Perpignan : Un détenu fait croire qu’il est contaminé par le coronavirus, puis s’évade une fois arrivé à l’hôpital


Illustration. (Adobe Stock)

Le détenu « particulièrement signalé » avait bien préparé son coup. Il est parvenu à s’enfuir de l’hôpital, mais a finalement été rattrapé dans la rue.


Dans la nuit de jeudi à vendredi, un détenu de la maison d’arrêt de Perpignan (Pyrénées-Orientales), écroué pour « enlèvement, séquestration et tentative de viol », s’est mis à vomir et à se plaindre de difficultés respiratoires.

Les surveillants pénitentiaires ont été alertés vers 23 heures, par des appels et un tapage important provenant d’une aile de la prison, relate France 3. Des détritus et des couvertures enflammées jetées par les fenêtres des cellules du deuxième étage ont provoqué leur rapide intervention.

Un cas suspect de Covid-19

Sollicité par l’administration pénitentiaire, l’organisme SOS Médecin a confirmé que le détenu était peut-être infecté par le Covid-19. Trois surveillants pénitentiaires ont été chargés de conduire le malade à l’hôpital, où il a été pris en charge au centre d’infectiologie réservé au Covid-19, explique Johann Reig, délégué régional adjoint du syndicat UFAP à Actu.fr.
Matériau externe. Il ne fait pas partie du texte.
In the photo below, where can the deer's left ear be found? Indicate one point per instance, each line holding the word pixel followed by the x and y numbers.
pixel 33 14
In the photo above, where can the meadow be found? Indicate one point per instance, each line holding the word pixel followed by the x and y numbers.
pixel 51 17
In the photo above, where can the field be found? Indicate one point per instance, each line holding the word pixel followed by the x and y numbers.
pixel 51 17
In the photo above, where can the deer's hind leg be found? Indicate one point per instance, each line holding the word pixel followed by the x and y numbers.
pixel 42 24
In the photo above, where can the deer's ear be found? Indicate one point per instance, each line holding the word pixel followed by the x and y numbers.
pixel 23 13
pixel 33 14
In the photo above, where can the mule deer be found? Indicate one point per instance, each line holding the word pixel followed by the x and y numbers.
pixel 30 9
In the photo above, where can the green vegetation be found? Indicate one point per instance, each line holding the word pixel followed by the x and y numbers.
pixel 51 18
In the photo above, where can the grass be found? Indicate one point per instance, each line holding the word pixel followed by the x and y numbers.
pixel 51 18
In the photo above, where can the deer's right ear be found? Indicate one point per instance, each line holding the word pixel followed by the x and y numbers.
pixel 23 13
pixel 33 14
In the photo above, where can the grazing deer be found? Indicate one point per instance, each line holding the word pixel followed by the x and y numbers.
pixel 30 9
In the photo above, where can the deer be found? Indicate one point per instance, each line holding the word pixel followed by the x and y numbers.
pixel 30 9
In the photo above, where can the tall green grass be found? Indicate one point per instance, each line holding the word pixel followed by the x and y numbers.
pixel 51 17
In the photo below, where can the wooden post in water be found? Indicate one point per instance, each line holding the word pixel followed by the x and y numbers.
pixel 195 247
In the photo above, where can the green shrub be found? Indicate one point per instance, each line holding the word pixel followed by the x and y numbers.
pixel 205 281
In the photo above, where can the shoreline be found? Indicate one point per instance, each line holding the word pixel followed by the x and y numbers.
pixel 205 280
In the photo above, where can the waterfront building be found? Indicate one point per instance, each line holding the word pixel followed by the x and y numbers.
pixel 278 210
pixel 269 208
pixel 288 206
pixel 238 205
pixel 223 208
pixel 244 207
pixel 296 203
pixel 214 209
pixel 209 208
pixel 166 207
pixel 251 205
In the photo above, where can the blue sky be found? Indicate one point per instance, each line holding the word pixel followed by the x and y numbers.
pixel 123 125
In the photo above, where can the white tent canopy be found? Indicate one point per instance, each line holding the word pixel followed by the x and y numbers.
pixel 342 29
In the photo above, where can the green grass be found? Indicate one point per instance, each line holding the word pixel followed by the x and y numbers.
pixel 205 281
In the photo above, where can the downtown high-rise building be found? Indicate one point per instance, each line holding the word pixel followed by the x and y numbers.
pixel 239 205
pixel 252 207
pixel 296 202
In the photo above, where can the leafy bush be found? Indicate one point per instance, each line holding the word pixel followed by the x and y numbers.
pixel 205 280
Un seul surveillant, en combinaison imperméable intégrale

Comme la procédure de l’hôpital l’oblige, le détenu est resté sous la surveillance d’un seul fonctionnaire, vêtu d’une combinaison intégrale pour se protéger du coronavirus. Vers 5 heures du matin, les menottes du prisonnier, toujours entravé aux jambes, ont été retirées, pour qu’il puisse être examiné.


« À un moment donné, le collègue est allé aux toilettes. Le détenu a jeté un appareil médical sur les infirmiers, a arraché ses perfusions et a pris la fuite », détaille le syndicaliste.

Interpellé dans la rue

Le fuyard s’est mis à courir dans les allées du centre hospitalier, avant de passer par-dessus une clôture, poursuivi par les surveillants pénitentiaires. Toujours entravé aux jambes, il a finalement été récupéré deux rues plus loin.

Son dépistage a tout de même été mené à son terme. Le verdict est tombé ce vendredi vers 17 heures : négatif. Entre temps, le détenu avait avoué avoir menti à ses geôliers, simulant son état de santé inquiétant pour s’évader. Il a été reconduit à la maison d’arrêt.

Condamné pour une affaire criminelle, le détenu est sous le coup d’une autre procédure en correctionnelle. Il a été placé en quartier disciplinaire. Le délégué régional adjoint du syndicat UFAP craint que d’autres simulations du même type ne se multiplient, sachant que le protocole Covid-19 requiert de lourds moyens pour permettre le dépistage des détenus.